Fermented cereal flour (generally millet) drinks have been produced in Anatolia and Mesopotamia since the 9th or 8th millennia BCE, and Xenophon mentioned in the 4th century BCE how the locals preserved and cooled the preparations in earthen pots that were buried. There are references mentioning boza-like "fermented (ground) millet drink" in Akkadian and Sumerian texts; the beverage is said to be respectively arsikku and ar-zig. In the 10th century CE, the drink was called Boza and became common amongst Central Asian Turkic peoples. Later it spread to the Caucasus and the Balkans. It enjoyed its golden age under the Ottomans, and boza-making became a common trade in towns and cities.

Until the 16th century, boza was drunk freely everywhere, but the custom of making the so-called Tartar boza laced with opium brought the wrath of the authorities down on the drink, and it was prohibited by sultan Selim II (1566–1574). He describes a type of non-alcoholic sweet boza of a milk white color usually made by Albanians.

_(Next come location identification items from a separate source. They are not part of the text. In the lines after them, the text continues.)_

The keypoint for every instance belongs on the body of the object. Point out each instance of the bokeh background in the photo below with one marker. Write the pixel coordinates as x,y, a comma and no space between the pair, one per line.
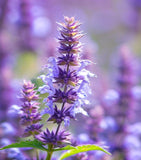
28,36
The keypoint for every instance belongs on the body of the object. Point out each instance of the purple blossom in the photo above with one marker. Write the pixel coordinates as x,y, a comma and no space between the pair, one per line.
30,116
48,137
67,83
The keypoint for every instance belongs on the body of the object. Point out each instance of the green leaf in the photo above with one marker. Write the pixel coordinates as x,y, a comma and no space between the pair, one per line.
64,148
25,144
82,148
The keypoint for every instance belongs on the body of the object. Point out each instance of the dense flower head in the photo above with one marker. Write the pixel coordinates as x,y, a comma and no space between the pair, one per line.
67,80
59,139
30,116
67,83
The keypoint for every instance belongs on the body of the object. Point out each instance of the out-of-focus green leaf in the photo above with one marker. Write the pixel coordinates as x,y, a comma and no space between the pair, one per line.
82,148
25,144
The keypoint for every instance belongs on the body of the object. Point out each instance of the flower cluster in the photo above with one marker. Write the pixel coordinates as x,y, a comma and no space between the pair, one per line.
30,116
66,82
125,107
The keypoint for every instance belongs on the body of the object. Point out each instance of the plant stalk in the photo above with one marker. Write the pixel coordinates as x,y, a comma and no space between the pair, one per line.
49,152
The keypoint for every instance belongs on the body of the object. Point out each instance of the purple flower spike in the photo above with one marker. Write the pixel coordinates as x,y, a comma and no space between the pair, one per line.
67,83
30,116
48,137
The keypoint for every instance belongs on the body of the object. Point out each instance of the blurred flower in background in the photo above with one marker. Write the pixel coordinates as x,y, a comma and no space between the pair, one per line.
27,28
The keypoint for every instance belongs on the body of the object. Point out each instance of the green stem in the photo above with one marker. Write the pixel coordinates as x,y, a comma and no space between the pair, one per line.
37,155
49,152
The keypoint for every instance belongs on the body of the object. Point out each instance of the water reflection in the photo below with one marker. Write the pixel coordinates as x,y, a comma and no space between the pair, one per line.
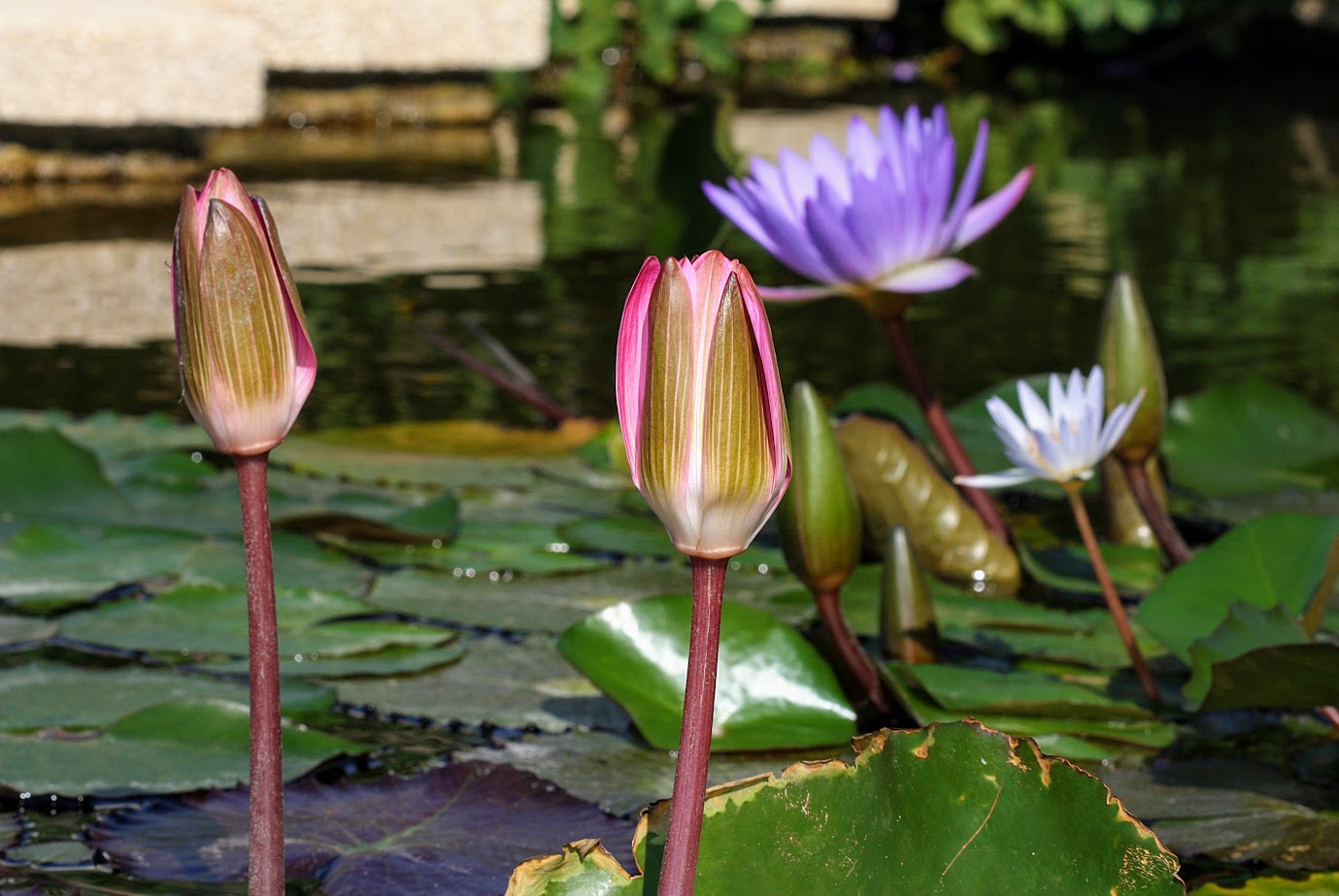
1222,203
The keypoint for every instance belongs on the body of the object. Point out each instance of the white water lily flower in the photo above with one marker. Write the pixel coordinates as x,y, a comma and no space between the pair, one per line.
1062,442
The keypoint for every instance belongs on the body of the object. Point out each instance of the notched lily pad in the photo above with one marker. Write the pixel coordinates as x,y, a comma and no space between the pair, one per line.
949,810
456,829
773,688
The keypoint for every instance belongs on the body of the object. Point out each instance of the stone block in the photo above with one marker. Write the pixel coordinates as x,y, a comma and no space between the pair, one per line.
398,35
127,62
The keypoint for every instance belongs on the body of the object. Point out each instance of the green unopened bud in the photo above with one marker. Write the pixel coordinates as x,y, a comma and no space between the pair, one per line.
907,623
1127,351
820,515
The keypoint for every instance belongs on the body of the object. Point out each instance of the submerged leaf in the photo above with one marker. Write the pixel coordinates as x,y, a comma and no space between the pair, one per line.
773,690
455,829
898,485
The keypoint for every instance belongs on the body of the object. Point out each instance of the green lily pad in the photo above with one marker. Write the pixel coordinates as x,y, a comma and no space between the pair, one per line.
773,688
200,620
1261,659
624,536
1250,437
45,476
53,567
972,691
161,748
949,810
1311,885
55,695
523,603
392,660
508,684
580,762
1278,560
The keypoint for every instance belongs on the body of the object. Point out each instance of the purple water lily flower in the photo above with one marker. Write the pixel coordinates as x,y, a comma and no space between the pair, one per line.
880,218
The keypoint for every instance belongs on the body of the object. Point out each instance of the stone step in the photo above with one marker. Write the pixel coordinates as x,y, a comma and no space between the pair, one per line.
117,63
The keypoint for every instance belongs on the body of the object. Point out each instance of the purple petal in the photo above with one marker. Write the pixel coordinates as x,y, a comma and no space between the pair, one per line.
926,276
970,185
795,293
991,211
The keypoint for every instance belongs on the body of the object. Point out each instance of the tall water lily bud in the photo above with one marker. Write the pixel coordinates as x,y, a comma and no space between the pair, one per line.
247,362
700,402
820,515
1129,355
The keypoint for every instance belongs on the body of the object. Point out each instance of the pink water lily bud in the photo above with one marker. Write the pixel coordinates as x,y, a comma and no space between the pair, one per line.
700,402
247,362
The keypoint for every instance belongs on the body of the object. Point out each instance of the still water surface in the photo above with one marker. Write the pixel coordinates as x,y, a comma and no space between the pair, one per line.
1222,200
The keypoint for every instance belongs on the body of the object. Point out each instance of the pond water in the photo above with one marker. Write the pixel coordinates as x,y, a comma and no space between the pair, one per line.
1222,200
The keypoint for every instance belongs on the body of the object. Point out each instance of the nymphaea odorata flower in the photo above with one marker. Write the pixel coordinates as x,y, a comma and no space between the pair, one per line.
1062,442
247,362
880,218
700,402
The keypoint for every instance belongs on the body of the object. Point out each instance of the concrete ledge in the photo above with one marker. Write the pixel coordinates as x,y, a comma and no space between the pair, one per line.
117,292
398,35
127,62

In the 17th century, Sultan Mehmed IV (1648–1687) prohibited alcoholic drinks including boza, and closed down all the boza shops. This prohibition would be reinforced and then loosened several times in the history of the empire. The 17th century Turkish traveler Evliya Çelebi reports that boza was widely drunk at this time, and that there were 300 boza shops employing over a thousand people in Istanbul alone.

In this period, boza was widely drunk by the Janissaries in the army. It contained only a low level of alcohol, so as long as it was not consumed in sufficient quantities to cause drunkenness, it was tolerated as a warming and strengthening beverage for soldiers. As Evliya Çelebi explained in the first volume ("Istanbul") of his Seyahatname (Travelogues), "These boza makers are numerous in the army. To drink sufficient boza to cause intoxication is sinful but, unlike wine, in small quantities it is not condemned." In the 19th century, the sweet and non-alcoholic boza preferred at the Ottoman palace became increasingly popular, while the sour and alcoholic type of boza went out of style. In 1876, brothers Haci Ibrahim and Haci Sadik established a boza shop in the Istanbul district of Vefa, close to the then center of entertainment, Direklerarası. This boza, with its thick consistency and tart flavor, became famous throughout the city. It is the only boza shop dating from that period still in business today, and is now run by the founders' great-great-grandchildren.

In the 1910s, boza also reached Białystok in Poland, where it was introduced by Bulgarian immigrants, and is now designated a local traditional beverage by the Ministry of Agriculture and Rural Development of Poland.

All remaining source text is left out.